DES MYTHES DE RÉCONCILIATION

 

Entretien avec Amin Maalouf

 

Cet âge où les hommes de toutes les origines vivaient côte à côte, dans Les échelles du Levant, est-ce une réminiscence d’autrefois, ou est-ce une préfiguration de l’avenir ? Telle est la question que se pose l’écrivain libanais, Amin Maalouf, dans son nouveau roman. Les Échelles du Levant publié aux éditions Grasset, met en scène la vie d’un homme qui lutte pour ses idéaux dans un monde déchiré par la violence et les luttes intercommunautaires. M. Maalouf à bien voulu nous conter son propre itinéraire de journaliste et de romancier. Il nous confie, également, ses réflexions sur quelques sujets évoqués dans son dernier roman.

***

MON PÈRE ÉTAIT JOURNALISTE ET POÈTE

Je suis né à Beyrouth, à Basta. Ma famille a aussi vécu à Ras-Beyrouth, du côté de la rue Jeanne d’Arc. J’ai fait mes études chez les pères Jésuites, en langue française... Pourtant, ma famille a été formée chez les Américains. Je n’ai pas étudié le journalisme, mais la sociologie, à l’école des Lettres... Aujourd’hui, je me demande pourquoi je n’ai pas fait de l’histoire, puisque c’est ce domaine qui m’intéressait le plus.

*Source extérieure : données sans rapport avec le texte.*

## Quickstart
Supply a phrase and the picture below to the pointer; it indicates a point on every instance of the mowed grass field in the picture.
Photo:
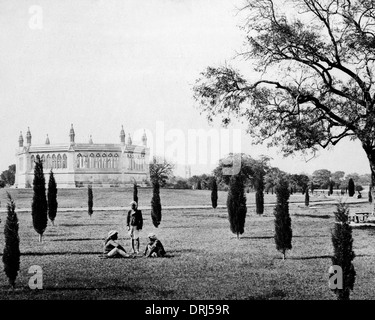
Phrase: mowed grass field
(205, 260)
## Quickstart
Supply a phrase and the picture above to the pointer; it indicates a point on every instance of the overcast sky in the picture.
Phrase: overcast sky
(103, 64)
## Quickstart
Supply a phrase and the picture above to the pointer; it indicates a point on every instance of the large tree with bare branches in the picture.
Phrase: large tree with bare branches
(314, 60)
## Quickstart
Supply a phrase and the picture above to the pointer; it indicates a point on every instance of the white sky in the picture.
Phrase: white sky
(100, 64)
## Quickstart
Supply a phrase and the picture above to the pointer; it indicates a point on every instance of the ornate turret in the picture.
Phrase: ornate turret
(129, 142)
(28, 136)
(144, 139)
(20, 140)
(122, 135)
(72, 134)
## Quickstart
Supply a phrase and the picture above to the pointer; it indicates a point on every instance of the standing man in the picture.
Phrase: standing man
(134, 223)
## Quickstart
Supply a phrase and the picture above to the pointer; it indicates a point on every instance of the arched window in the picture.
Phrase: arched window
(104, 160)
(32, 161)
(109, 161)
(59, 164)
(48, 161)
(79, 160)
(65, 161)
(85, 161)
(91, 161)
(115, 161)
(53, 161)
(97, 161)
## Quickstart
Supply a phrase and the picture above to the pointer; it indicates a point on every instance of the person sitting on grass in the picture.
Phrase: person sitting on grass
(111, 248)
(154, 248)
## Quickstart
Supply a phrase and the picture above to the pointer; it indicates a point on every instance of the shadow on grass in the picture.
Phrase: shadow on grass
(58, 253)
(76, 239)
(272, 237)
(321, 216)
(132, 289)
(273, 295)
(320, 257)
(83, 224)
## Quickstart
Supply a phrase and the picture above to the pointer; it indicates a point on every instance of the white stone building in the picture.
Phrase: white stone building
(79, 164)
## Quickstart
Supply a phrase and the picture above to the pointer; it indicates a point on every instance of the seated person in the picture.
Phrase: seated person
(154, 248)
(111, 248)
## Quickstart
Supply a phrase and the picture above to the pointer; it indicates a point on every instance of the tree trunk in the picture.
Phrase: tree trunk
(371, 157)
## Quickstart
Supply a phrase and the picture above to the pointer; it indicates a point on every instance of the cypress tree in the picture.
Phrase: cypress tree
(214, 193)
(11, 255)
(90, 201)
(312, 187)
(369, 194)
(343, 256)
(259, 201)
(307, 197)
(331, 183)
(236, 204)
(259, 194)
(199, 185)
(39, 204)
(135, 192)
(52, 198)
(283, 228)
(155, 204)
(351, 187)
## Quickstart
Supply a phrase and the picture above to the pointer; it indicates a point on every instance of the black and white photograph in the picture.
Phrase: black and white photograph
(165, 151)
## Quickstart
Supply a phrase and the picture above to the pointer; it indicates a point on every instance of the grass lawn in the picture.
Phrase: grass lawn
(120, 197)
(205, 261)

Pourquoi avoir opté pour le journalisme ?

Je viens d’une famille de journalistes. J’ai fait des études pour améliorer mes connaissances générales et un peu parce que j’avais envie d’avoir une expérience universitaire... Mais mon père était journaliste et il y avait d’autres journalistes dans la famille. Je m’intéressais à cela depuis mon enfance : j’ai vécu dans ce milieu. Au début, j’écrivais des articles deci, delà ; puis, j’ai commencé à travailler au Nahar de façon régulière en avril 71, à vingt-deux ans. Je m’occupais, essentiellement, de politique internationale. J’ai beaucoup voyagé à l’époque : je suis allé en Inde, au Bangladesh, au Vietnam, en Ethiopie, en Somalie, au Kenya, en Tanzanie, au Maghreb... Après mon départ pour la France, j’ai aussi visité l’Amérique du Sud...

Qu’avez-vous retenu de toute cette diversité ?

On accumule beaucoup d’expérience des rencontres, des paysages nouveaux, de nouvelles cultures, des villes diverses... On ne sait pas toujours exactement à quoi cela sert, mais ces expériences réapparaissent toujours dans nos écrits, à travers des lieux, des personnages, des sensibilités.

IL FAUT SAVOIR ÉCOUTER...

 

Peut-être aussi une certaine philosophie de la vie... Dans votre dernier livre, vous écrivez : « Les bons maîtres sont ceux qui enseignent des vérités différentes. »

Oui, il faut savoir écouter des voix qui ne disent pas toujours des choses attendues, qui ne vous répètent pas des vérités admises, mais d’autres vérités qui sont peut être plus contestées et aussi plus utiles, plus judicieuses... C’est vrai que j’ai toujours aimé voyager, rencontrer des gens. J’aime écouter, observer, moins parler. Après, j’écris les choses qu’on me raconte. On butine; puis, cela ressort par un processus qu’il ne faut pas trop essayer de comprendre, qu’il faut laisser faire.

Votre longue expérience journalistique a-t-elle influencé vos romans ?

Le journalisme est présent dans tout ce que je fais : parfois, à travers une certaine manière de raconter; parfois, par le fait que je m’adresse à un public assez large, le fait de mener des enquêtes… Il y a, aussi, un certain intérêt pour les événements, les actualités, qui transparaît ça et là dans mes romans et vient, lui aussi, du journalisme.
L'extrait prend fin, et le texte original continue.